Sasha approached. Sterkh rose, walked around his desk and stopped in front of her: shockingly tall, hunched over, lightly smelling of expensive cologne. A flash—a reflection of the sun on the metal plate of his bracelet slashed her eyes. At the same second Sterkh emitted a short sound—not quite a hiss, not quite the sigh of an asthmatic.
“Which track did I tell you to work on?”
“I started working on track one. It’s not my fault that…”
“I said to work with which track?!”
“It happened by itself! It’s not my fault!”
The slap in the face startled the air like a shot from a starting pistol. Sasha flew off and hit her back on the desk.
“When you opened Fragment number one hundred without permission—’it happened by itself?’ When you decided to experiment with a baby—also ‘happened by itself?’ Have you created your own academic program? All ‘by itself?’”

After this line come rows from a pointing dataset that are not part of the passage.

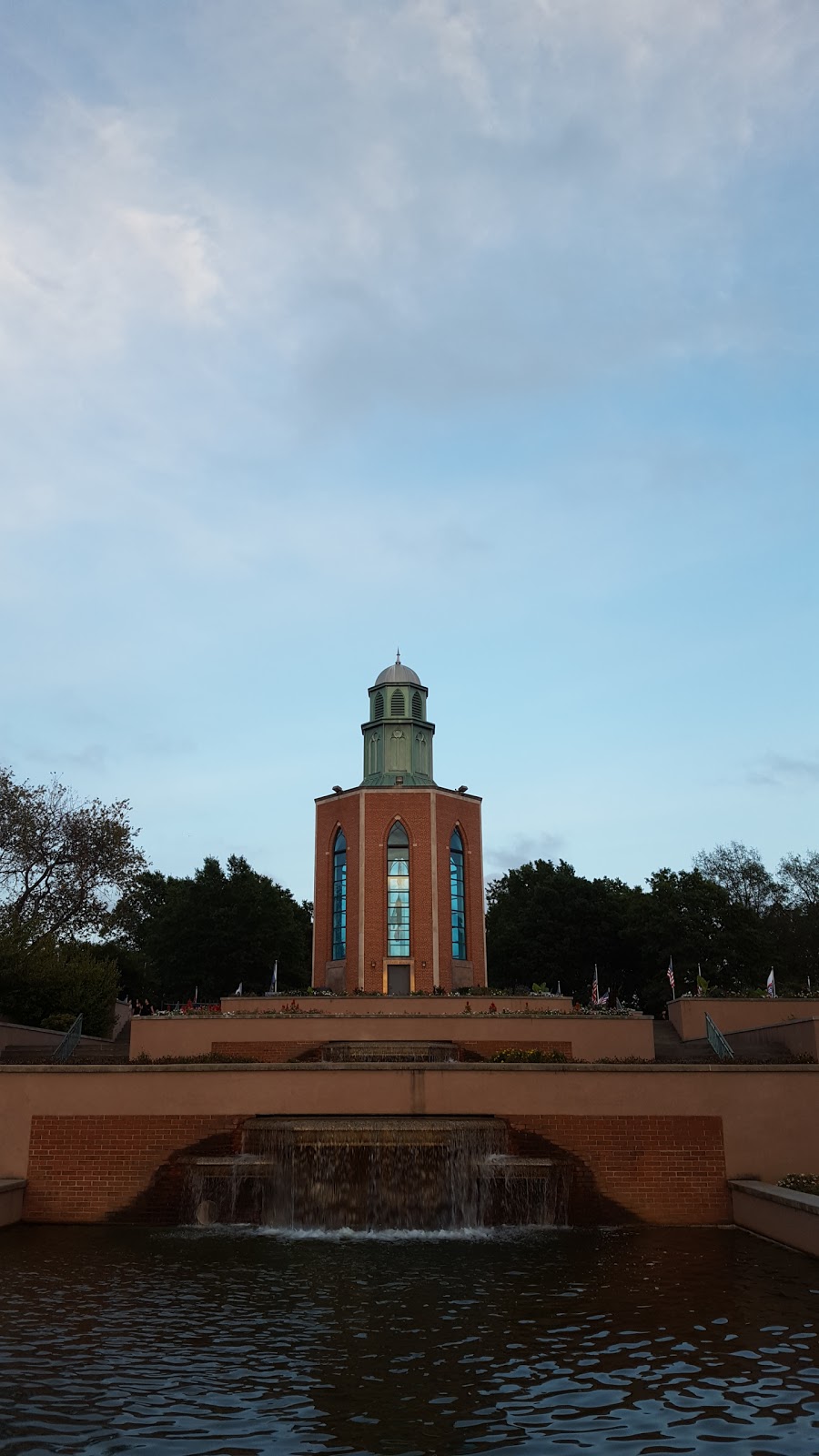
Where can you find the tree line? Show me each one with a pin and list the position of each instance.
(727, 916)
(84, 917)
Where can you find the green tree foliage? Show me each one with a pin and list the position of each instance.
(212, 931)
(727, 915)
(62, 863)
(50, 985)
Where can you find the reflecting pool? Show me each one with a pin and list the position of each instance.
(640, 1343)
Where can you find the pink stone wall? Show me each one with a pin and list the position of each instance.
(687, 1016)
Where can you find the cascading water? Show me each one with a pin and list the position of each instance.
(376, 1172)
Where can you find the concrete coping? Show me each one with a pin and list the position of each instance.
(457, 1069)
(401, 1016)
(785, 1198)
(770, 1026)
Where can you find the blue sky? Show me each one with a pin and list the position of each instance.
(484, 329)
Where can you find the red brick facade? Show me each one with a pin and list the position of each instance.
(661, 1169)
(654, 1169)
(366, 817)
(89, 1169)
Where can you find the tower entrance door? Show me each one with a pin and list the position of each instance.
(398, 980)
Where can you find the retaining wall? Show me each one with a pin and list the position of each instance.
(687, 1016)
(652, 1143)
(395, 1005)
(777, 1213)
(283, 1037)
(797, 1037)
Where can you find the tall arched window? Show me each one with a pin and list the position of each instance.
(457, 897)
(339, 897)
(398, 892)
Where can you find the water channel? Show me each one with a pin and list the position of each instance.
(222, 1341)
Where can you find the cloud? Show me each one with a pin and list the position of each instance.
(522, 851)
(419, 200)
(782, 771)
(91, 249)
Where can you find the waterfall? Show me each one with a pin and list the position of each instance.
(375, 1172)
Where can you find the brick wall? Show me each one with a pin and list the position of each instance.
(263, 1050)
(91, 1169)
(489, 1048)
(659, 1169)
(414, 808)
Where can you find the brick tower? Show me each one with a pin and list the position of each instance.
(399, 874)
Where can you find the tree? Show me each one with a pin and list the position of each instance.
(547, 924)
(741, 873)
(50, 985)
(212, 931)
(62, 861)
(799, 880)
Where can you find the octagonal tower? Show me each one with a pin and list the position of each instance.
(399, 878)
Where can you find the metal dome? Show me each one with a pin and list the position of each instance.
(398, 673)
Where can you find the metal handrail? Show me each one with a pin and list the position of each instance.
(717, 1041)
(65, 1048)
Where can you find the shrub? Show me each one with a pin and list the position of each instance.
(800, 1183)
(538, 1055)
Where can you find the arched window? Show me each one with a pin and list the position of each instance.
(339, 897)
(457, 897)
(398, 892)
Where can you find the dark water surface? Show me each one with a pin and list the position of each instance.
(640, 1343)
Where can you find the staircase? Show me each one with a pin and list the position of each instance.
(671, 1047)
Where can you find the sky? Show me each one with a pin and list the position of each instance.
(482, 329)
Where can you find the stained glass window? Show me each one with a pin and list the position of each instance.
(398, 892)
(339, 897)
(457, 897)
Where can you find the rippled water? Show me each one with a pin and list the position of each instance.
(643, 1343)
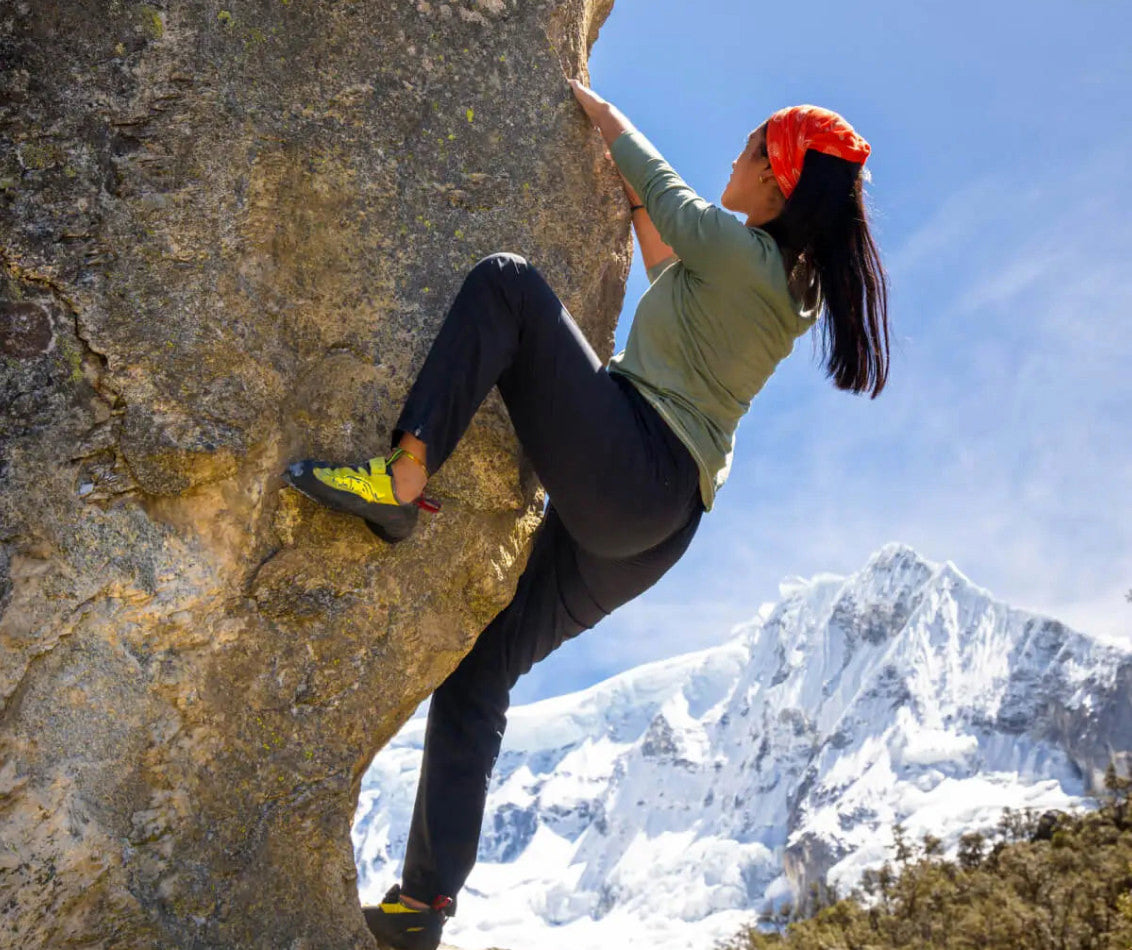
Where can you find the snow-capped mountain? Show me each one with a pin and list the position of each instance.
(661, 807)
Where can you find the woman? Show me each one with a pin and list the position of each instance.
(631, 454)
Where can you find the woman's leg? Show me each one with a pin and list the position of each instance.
(617, 475)
(563, 591)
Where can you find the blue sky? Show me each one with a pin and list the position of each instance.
(1002, 204)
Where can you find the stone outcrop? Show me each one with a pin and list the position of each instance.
(229, 230)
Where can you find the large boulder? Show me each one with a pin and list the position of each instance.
(229, 230)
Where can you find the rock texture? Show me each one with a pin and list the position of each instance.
(228, 233)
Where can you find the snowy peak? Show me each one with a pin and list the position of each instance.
(659, 807)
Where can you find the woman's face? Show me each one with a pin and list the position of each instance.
(760, 200)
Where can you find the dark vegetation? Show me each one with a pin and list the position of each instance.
(1051, 882)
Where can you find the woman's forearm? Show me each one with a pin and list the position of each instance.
(611, 122)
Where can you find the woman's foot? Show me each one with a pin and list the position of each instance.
(406, 924)
(366, 490)
(409, 469)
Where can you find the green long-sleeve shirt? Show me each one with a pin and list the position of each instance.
(715, 319)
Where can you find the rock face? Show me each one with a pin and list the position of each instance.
(228, 234)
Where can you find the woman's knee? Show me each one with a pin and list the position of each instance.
(503, 264)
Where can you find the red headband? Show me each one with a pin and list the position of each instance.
(790, 131)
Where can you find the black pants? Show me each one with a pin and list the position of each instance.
(624, 506)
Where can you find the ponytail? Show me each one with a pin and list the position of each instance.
(832, 262)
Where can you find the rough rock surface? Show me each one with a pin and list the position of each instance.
(229, 230)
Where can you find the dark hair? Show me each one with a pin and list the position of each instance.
(832, 260)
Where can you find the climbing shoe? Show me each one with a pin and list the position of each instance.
(403, 927)
(366, 490)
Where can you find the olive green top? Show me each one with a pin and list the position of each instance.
(715, 319)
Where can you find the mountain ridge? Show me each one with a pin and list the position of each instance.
(713, 784)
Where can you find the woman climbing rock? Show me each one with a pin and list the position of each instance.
(632, 453)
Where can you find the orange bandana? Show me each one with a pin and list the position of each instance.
(790, 131)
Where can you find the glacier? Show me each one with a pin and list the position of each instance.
(665, 806)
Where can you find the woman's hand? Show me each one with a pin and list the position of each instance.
(593, 104)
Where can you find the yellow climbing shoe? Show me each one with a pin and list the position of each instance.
(363, 490)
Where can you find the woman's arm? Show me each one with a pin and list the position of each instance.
(704, 237)
(653, 248)
(611, 122)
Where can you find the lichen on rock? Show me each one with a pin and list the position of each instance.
(228, 239)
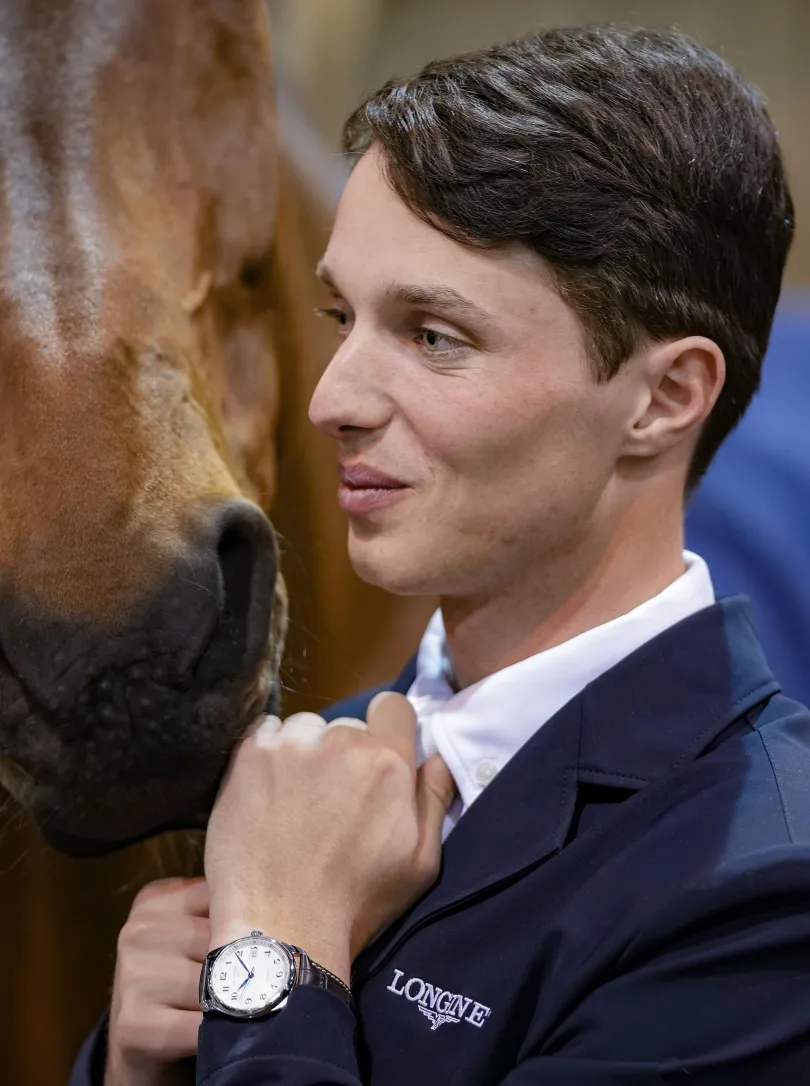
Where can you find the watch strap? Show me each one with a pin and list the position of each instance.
(309, 972)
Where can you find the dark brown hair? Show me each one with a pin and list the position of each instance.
(637, 164)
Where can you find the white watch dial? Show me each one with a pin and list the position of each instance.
(250, 974)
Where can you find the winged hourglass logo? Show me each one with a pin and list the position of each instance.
(439, 1005)
(437, 1019)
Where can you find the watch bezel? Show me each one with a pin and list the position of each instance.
(209, 1000)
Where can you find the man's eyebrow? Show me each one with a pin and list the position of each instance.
(434, 297)
(426, 294)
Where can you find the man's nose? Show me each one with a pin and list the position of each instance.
(351, 393)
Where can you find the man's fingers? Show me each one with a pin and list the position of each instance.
(391, 718)
(435, 790)
(306, 729)
(359, 725)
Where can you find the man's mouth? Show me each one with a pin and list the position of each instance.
(364, 489)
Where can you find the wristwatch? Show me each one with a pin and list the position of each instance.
(254, 975)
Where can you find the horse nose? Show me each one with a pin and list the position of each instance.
(244, 575)
(204, 627)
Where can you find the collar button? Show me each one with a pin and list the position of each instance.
(485, 771)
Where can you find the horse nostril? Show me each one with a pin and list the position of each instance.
(247, 563)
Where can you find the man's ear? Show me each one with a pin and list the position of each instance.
(681, 381)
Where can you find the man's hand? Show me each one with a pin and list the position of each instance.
(323, 835)
(155, 1009)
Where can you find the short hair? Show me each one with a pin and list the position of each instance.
(637, 164)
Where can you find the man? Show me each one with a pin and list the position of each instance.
(554, 272)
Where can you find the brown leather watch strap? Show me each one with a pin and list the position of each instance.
(309, 972)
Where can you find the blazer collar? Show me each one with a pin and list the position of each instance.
(659, 707)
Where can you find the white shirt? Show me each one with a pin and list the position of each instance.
(479, 729)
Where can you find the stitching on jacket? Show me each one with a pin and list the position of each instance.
(779, 786)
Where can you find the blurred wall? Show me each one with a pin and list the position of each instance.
(767, 42)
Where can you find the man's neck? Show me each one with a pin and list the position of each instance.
(565, 595)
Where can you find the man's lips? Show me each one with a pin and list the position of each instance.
(364, 489)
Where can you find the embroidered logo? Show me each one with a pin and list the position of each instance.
(438, 1005)
(437, 1019)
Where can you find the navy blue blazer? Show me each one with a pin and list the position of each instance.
(628, 903)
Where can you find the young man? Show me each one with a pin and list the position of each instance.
(554, 272)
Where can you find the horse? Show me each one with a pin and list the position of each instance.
(141, 607)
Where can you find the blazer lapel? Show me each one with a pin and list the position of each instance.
(635, 723)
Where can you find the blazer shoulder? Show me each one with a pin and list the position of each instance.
(784, 733)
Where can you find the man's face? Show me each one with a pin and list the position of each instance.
(462, 376)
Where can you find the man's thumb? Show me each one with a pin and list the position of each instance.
(435, 790)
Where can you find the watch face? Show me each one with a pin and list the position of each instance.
(250, 975)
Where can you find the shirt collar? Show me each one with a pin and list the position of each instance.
(479, 729)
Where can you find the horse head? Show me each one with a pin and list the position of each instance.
(138, 399)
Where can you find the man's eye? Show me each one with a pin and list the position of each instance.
(437, 342)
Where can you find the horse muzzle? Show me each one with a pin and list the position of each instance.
(114, 731)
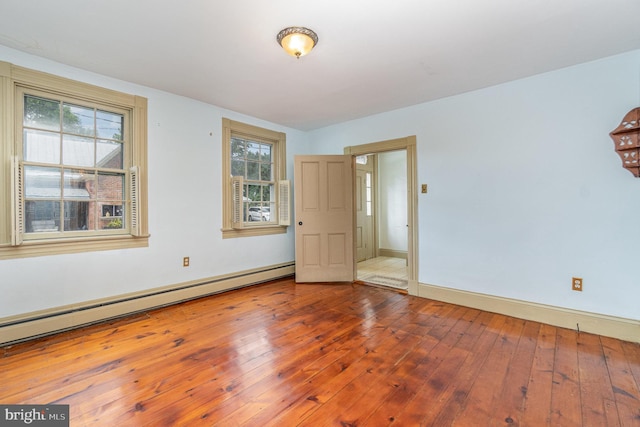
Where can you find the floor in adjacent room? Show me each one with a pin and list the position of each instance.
(385, 271)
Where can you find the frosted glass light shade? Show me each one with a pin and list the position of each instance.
(297, 41)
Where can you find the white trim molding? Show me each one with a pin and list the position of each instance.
(582, 321)
(45, 322)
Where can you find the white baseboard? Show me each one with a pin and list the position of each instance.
(31, 325)
(610, 326)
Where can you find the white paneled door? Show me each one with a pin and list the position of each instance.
(323, 193)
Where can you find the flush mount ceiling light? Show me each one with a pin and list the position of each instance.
(297, 41)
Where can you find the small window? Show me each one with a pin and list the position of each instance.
(254, 166)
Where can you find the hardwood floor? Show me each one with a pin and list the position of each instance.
(281, 354)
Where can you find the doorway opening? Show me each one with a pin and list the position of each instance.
(381, 219)
(386, 241)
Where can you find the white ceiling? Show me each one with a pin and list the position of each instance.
(372, 56)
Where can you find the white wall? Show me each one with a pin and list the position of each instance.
(525, 188)
(184, 211)
(392, 200)
(525, 191)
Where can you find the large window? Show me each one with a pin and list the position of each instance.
(74, 175)
(255, 194)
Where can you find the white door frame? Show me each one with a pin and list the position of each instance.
(409, 144)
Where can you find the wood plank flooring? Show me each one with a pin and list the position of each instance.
(281, 354)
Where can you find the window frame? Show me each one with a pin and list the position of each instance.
(14, 81)
(231, 128)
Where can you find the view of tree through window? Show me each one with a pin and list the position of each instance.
(253, 161)
(73, 159)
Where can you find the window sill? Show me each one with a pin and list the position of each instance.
(229, 233)
(36, 248)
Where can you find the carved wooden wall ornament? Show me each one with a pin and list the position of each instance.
(627, 139)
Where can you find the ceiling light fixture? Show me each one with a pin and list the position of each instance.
(297, 41)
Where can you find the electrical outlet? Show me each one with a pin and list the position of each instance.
(576, 284)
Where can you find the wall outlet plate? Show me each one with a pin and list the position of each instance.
(576, 284)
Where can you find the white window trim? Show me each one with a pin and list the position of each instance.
(11, 245)
(231, 229)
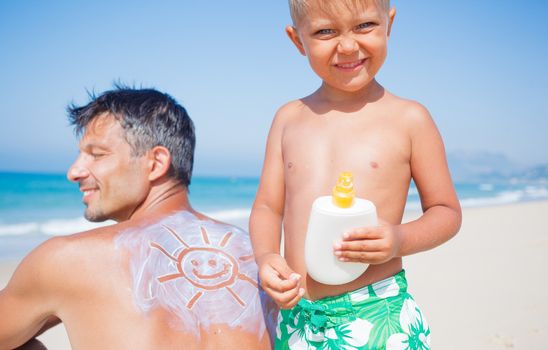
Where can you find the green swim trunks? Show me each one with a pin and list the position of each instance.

“I did not ask you to teach me!” Sasha screamed back. “I didn’t ask to be accepted here! You decided to teach me! It’s your fault! You…”
A release of energy. Transformation from one state to another. The insight was sudden like a flash of light—Sasha sensed within herself the power to make a part of herself, to absorb Sterkh, and Kozhennikov himself, and the entire Institute. Moreover, she felt a pressing need to do it right this minute.
She detonated herself like a grenade, ran all over in a stream, and enveloped the entire auditorium in a thin fog. A split second, and the fog thickened and charged at Sterkh, storming into his nostrils, pouring into his throat, catching the foreign breath.